Stock Broker Looking at Share Price CrashThe share price of one of the UK’s biggest gambling operators has fallen by nearly 10% in the past week – slashing millions of its value – after it admitted a massive fine was imminent.

Entain, who count Ladbrokes and Coral amongst their brands, have become embroiled in a bizarre bribery scandal in Turkey, and have confessed to shareholders that a ‘substantial financial penalty’ is likely to be levied out by Her Majesty’s Revenue & Customs (HMRC).

The operator’s former Turkish subsidiary is under the microscope for alleged ‘corporate offending’, with the Crown Prosecution Service now overseeing the potential punishments that will be dished out to Entain – a huge fine, the amount of which remains undisclosed at present, is just one of the options available to prosecutors.

What Has Entain Done Wrong?

Entain has operated various subsidiary companies around the world at various times, and between 2011 and 2017 they ran a Turkish sports betting enterprise – it is this subsidiary that has fallen foul of the HMRC investigation, despite it being sold by Entain back in 2017.

The actual minutiae of the action have been kept under wraps for now, although Entain have admitted that one of the allegations made against them relates to Section 7 of the Bribery Act 2010 – ‘failure of commercial organisations to prevent bribery.’

A statement from Entain ‘acknowledges that historical misconduct involving former third-party suppliers and former employees of the Group may have occurred.’

But it’s the undisclosed size of the expected fine that appears to have spooked the stock market, with Entain’s share price dropping a mammoth 9.3% in the five days up to and shortly after the announcement was made.

Entain Share Price

“It is likely that they will include a substantial financial penalty, which is yet to be determined. The Company cannot identify reliably at this stage the size of any financial penalty,” the statement continued.

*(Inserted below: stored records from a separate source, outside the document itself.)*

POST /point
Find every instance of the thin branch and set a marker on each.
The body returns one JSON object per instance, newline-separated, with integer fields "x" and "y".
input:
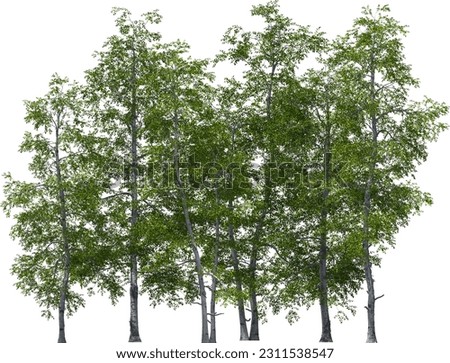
{"x": 116, "y": 195}
{"x": 215, "y": 314}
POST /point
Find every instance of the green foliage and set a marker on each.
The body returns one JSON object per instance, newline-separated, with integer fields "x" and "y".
{"x": 281, "y": 159}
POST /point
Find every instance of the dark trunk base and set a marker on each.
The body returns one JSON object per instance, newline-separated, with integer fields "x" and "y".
{"x": 326, "y": 338}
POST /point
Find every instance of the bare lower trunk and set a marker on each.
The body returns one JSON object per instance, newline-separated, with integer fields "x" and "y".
{"x": 64, "y": 231}
{"x": 254, "y": 324}
{"x": 194, "y": 247}
{"x": 371, "y": 336}
{"x": 323, "y": 252}
{"x": 62, "y": 308}
{"x": 238, "y": 282}
{"x": 212, "y": 307}
{"x": 134, "y": 290}
{"x": 134, "y": 293}
{"x": 324, "y": 311}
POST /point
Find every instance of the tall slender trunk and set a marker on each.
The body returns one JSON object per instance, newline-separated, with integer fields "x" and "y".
{"x": 323, "y": 286}
{"x": 371, "y": 336}
{"x": 194, "y": 247}
{"x": 238, "y": 281}
{"x": 64, "y": 230}
{"x": 212, "y": 306}
{"x": 134, "y": 290}
{"x": 254, "y": 325}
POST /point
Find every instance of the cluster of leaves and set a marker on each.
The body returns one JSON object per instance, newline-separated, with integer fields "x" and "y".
{"x": 274, "y": 166}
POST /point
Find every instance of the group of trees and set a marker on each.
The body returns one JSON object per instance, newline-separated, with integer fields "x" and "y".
{"x": 276, "y": 189}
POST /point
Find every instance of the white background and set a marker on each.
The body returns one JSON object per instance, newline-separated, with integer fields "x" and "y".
{"x": 38, "y": 38}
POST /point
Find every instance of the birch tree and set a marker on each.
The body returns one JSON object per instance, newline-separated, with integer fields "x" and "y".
{"x": 58, "y": 219}
{"x": 392, "y": 137}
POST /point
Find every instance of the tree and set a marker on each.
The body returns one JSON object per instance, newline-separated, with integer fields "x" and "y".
{"x": 270, "y": 58}
{"x": 120, "y": 91}
{"x": 392, "y": 135}
{"x": 185, "y": 105}
{"x": 58, "y": 216}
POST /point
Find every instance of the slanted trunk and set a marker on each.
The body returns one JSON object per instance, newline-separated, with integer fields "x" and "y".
{"x": 238, "y": 281}
{"x": 64, "y": 233}
{"x": 323, "y": 286}
{"x": 134, "y": 290}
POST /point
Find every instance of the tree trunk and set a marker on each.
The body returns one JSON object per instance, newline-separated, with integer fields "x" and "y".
{"x": 254, "y": 325}
{"x": 212, "y": 308}
{"x": 371, "y": 336}
{"x": 64, "y": 231}
{"x": 194, "y": 247}
{"x": 323, "y": 286}
{"x": 238, "y": 281}
{"x": 134, "y": 290}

The Perils of Unregulated Betting Markets

One of the complications of this case is that sports betting is illegal in Turkey, which would lead many to questioning why Entain had a subsidiary there in the first place.

Each country has its own rules on gambling, and while sports betting is illegal in some countries there is unlikely to be any legal action taken if an online bookmaker’s site is accessed by local people via a VPN connection – a number of major betting firms are ‘active’ in India, for example, in this way.

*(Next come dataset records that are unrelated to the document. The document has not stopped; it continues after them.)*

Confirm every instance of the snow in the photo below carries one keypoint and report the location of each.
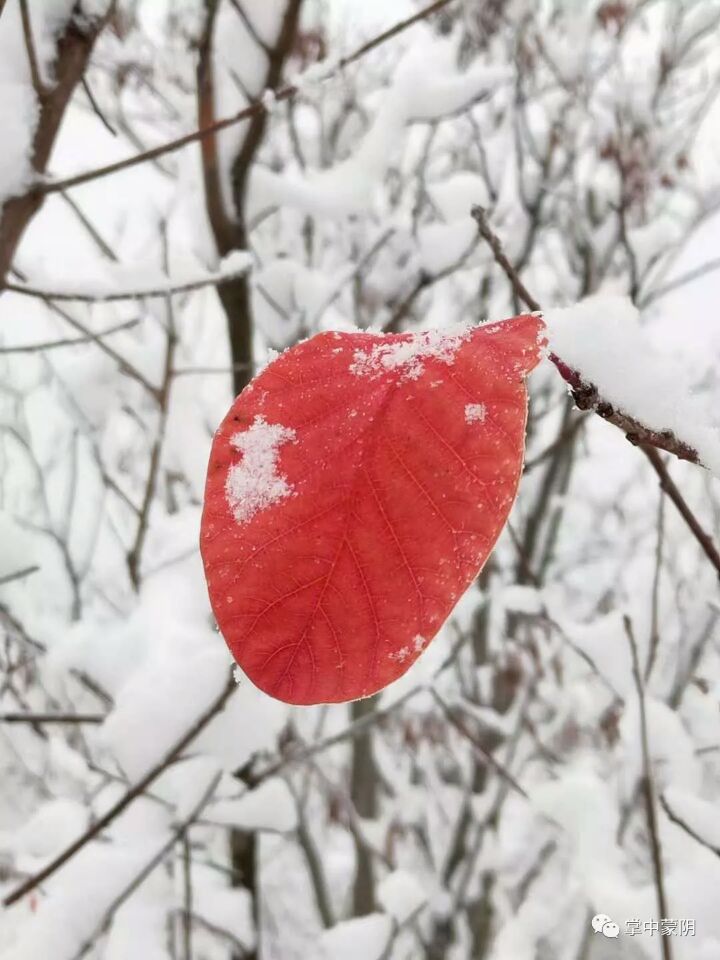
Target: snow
(407, 355)
(253, 483)
(345, 213)
(269, 807)
(363, 938)
(602, 339)
(137, 280)
(475, 412)
(401, 895)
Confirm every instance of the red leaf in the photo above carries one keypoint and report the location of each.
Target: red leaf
(354, 491)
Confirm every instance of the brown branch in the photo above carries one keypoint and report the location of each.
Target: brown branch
(178, 834)
(74, 48)
(127, 798)
(69, 341)
(96, 107)
(670, 488)
(284, 93)
(647, 787)
(134, 555)
(52, 717)
(18, 575)
(678, 821)
(587, 397)
(478, 748)
(250, 26)
(37, 83)
(151, 292)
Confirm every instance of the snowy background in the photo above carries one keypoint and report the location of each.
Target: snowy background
(555, 752)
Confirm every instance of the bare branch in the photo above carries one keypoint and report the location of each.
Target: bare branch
(684, 825)
(30, 48)
(18, 575)
(142, 294)
(52, 717)
(176, 835)
(587, 397)
(284, 93)
(69, 341)
(127, 798)
(647, 786)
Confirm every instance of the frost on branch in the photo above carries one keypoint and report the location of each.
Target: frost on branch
(601, 342)
(253, 483)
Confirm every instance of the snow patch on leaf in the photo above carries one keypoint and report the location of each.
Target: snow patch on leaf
(254, 483)
(408, 355)
(475, 412)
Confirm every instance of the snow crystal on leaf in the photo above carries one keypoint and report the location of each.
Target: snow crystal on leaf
(254, 483)
(408, 354)
(475, 412)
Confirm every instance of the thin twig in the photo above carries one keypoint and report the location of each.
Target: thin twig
(680, 281)
(96, 107)
(670, 488)
(52, 717)
(587, 397)
(85, 296)
(127, 798)
(37, 83)
(18, 575)
(69, 341)
(176, 835)
(284, 93)
(478, 747)
(678, 821)
(647, 786)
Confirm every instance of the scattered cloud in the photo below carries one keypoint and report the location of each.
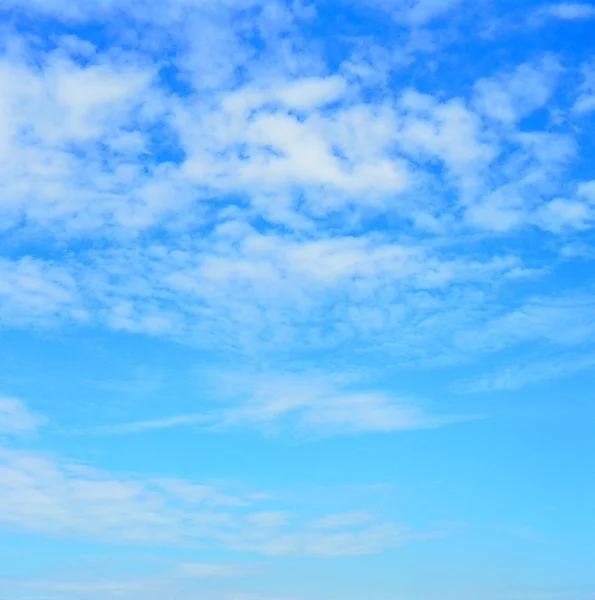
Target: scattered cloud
(52, 497)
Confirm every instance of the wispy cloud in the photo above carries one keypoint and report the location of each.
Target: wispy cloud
(518, 376)
(568, 11)
(16, 418)
(56, 498)
(306, 403)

These are often so-called ‘grey markets’, where gambling is neither expressly legal or prohibited, and in which betting firms can get away with operating as long as they don’t explicitly advertise to local customers.

For a number of years, Entain operated within a number of these grey markets like Turkey, which opens the door to potential problems down the line. They have now exited those countries where gambling is unregulated – a point made by Barry Gibson, the Entain chairperson, as he seeks to restore confidence in his firm.

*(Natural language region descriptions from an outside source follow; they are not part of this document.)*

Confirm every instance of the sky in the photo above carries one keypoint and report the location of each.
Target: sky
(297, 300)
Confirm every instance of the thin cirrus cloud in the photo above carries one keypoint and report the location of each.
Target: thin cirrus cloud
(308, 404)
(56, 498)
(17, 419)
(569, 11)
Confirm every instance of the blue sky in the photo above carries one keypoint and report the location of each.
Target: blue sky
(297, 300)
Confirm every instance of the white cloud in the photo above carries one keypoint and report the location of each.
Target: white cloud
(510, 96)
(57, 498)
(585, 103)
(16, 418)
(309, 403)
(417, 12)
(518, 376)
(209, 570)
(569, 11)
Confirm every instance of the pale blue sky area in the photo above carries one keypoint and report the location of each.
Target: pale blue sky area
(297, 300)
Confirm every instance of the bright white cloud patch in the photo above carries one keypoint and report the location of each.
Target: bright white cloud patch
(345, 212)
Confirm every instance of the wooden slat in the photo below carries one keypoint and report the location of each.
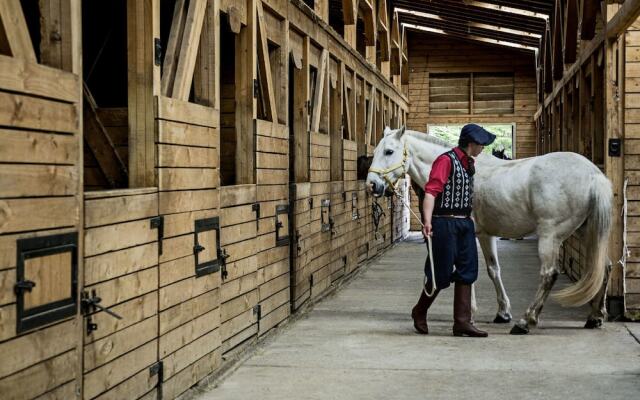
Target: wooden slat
(189, 49)
(15, 30)
(264, 65)
(38, 114)
(38, 80)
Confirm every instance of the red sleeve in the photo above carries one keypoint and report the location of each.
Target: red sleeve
(440, 170)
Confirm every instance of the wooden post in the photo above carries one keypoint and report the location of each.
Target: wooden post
(143, 26)
(246, 111)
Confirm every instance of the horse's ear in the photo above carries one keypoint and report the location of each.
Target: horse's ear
(400, 132)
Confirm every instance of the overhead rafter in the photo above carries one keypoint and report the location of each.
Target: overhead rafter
(570, 31)
(474, 38)
(458, 10)
(464, 27)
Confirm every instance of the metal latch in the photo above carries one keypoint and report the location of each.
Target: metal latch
(23, 286)
(158, 223)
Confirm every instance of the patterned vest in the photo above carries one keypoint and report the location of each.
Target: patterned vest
(457, 196)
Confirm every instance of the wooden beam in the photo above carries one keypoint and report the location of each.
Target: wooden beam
(101, 145)
(15, 30)
(626, 15)
(558, 65)
(173, 48)
(588, 19)
(264, 70)
(189, 49)
(143, 26)
(570, 31)
(318, 95)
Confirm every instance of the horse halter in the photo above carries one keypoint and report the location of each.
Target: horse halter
(383, 172)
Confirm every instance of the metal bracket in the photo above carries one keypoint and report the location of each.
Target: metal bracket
(281, 240)
(256, 208)
(211, 266)
(158, 223)
(257, 311)
(157, 51)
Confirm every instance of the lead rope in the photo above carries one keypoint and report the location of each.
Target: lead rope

He described the investigation as a ‘historical issue’ from which Entain had taken ‘decisive action.’ “The board and leadership teams have been overhauled, 100% of our revenue is now from regulated or regulating markets, and our business model, strategy and culture have been reviewed, analysed, and stress-tested,” Gibson said.

Paying the Price

It’s unlikely that Entain will face any further penalties from authorities beyond a fine given that this is a retrospective investigation, although it’s worth noting that they – now and in their former guise of GVC Holdings – have racked up more than £20 million in fines over the past decade or so.

A huge proportion of that punitive action came back in August 2022, when Entain was fined £17 million by the Commission for a catalogue of social responsibility and anti-money laundering failures.

Their online arm, LC International Ltd, runs 13 websites under the Entain umbrella such as Party Poker, Party Casino, Bwin and Foxy Bingo, and it was this operation that ultimately fell foul of the regulator.

They were found to have been too slow to react to players that were exhibiting clear problem gambling behaviours – including one punter who deposited £230,000 into his account in just 18 months, allowing customers to open up accounts with more than one Entain brand when they had self-excluded from others, and failing to conduct a safe gambling review with a player that lost more than £11,000 in a single month.

Another punter deposited nearly £750,000 into their account in little over a year, with no source of funds checks carried out by Entain.